Summary: OpenAI has extended GPT-3 with two new models that combine NLP with image recognition to give its AI a better understanding of everyday concepts.
Original author and publication date: Will Douglas Heaven – January 5, 2021
Futurizonte Editor’s Note: You know you are living in interesting times when an avocado armchair is a key element in the future of AI.
From the article:
With GPT-3, OpenAI showed that a single deep-learning model could be trained to use language in a variety of ways simply by throwing it vast amounts of text. It then showed that by swapping text for pixels, the same approach could be used to train an AI to complete half-finished images. GPT-3 mimics how humans use words; Image GPT-3 predicts what we see.

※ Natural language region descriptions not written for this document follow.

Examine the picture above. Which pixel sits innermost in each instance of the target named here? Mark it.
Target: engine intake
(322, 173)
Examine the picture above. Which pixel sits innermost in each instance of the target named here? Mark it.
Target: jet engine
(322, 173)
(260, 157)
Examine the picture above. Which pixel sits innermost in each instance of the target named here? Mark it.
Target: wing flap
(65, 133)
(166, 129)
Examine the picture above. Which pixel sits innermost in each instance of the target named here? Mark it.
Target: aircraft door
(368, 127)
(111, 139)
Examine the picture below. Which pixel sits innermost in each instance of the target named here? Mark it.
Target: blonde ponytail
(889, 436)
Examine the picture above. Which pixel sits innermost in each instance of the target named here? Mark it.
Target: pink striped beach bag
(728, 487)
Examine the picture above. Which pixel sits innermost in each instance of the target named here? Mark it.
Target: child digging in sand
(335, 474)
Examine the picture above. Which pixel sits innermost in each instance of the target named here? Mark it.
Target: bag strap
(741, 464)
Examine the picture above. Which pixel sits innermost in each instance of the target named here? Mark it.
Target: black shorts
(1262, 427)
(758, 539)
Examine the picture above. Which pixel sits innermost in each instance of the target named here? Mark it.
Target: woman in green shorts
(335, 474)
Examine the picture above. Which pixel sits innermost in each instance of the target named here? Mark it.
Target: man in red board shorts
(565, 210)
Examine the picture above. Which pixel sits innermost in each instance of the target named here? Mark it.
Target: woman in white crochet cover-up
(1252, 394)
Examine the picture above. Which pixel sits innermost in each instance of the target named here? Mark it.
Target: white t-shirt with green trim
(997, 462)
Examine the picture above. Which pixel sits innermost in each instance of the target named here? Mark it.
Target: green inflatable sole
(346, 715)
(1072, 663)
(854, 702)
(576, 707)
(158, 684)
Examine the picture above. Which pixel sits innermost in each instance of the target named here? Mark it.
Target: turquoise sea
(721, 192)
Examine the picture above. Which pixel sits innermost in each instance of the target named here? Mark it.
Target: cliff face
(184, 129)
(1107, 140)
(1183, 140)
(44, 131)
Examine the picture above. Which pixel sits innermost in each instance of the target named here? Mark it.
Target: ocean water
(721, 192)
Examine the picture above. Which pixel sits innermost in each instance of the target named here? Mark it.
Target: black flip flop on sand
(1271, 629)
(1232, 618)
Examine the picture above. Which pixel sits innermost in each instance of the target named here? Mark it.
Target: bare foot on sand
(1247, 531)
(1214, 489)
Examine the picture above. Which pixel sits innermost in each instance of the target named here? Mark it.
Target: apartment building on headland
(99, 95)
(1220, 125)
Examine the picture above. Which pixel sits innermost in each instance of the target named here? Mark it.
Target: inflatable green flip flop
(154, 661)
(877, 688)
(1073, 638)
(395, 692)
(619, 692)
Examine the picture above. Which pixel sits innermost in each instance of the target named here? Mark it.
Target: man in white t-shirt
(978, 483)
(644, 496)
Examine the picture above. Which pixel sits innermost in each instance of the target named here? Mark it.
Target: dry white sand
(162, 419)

Now OpenAI has put these ideas together and built two new models, called DALL·E and CLIP, that combine language and images in a way that will make AIs better at understanding both words and what they refer to.
“We live in a visual world,” says Ilya Sutskever, chief scientist at OpenAI. “In the long run, you’re going to have models which understand both text and images. AI will be able to understand language better because it can see what words and sentences mean.”
For all GPT-3’s flair, its output can feel untethered from reality, as if it doesn’t know what it’s talking about. That’s because it doesn’t. By grounding text in images, researchers at OpenAI and elsewhere are trying to give language models a better grasp of the everyday concepts that humans use to make sense of things.
DALL·E and CLIP come at this problem from different directions. At first glance, CLIP (Contrastive Language-Image Pre-training) is yet another image recognition system. Except that it has learned to recognize images not from labeled examples in curated data sets, as most existing models do, but from images and their captions taken from the internet. It learns what’s in an image from a description rather than a one-word label such as “cat” or “banana.”
CLIP is trained by getting it to predict which caption from a random selection of 32,768 is the correct one for a given image. To work this out, CLIP learns to link a wide variety of objects with their names and the words that describe them. This then lets it identify objects in images outside its training set. Most image recognition systems are trained to identify certain types of object, such as faces in surveillance videos or buildings in satellite images. Like GPT-3, CLIP can generalize across tasks without additional training. It is also less likely than other state-of-the-art image recognition models to be led astray by adversarial examples, which have been subtly altered in ways that typically confuse algorithms even though humans might not notice a difference.
Instead of recognizing images, DALL·E (which I’m guessing is a WALL·E/Dali pun) draws them. This model is a smaller version of GPT-3 that has also been trained on text-image pairs taken from the internet. Given a short natural-language caption, such as “a painting of a capybara sitting in a field at sunrise” or “a cross-section view of a walnut,” DALL·E generates lots of images that match it: dozens of capybaras of all shapes and sizes in front of orange and yellow backgrounds; row after row of walnuts (though not all of them in cross-section).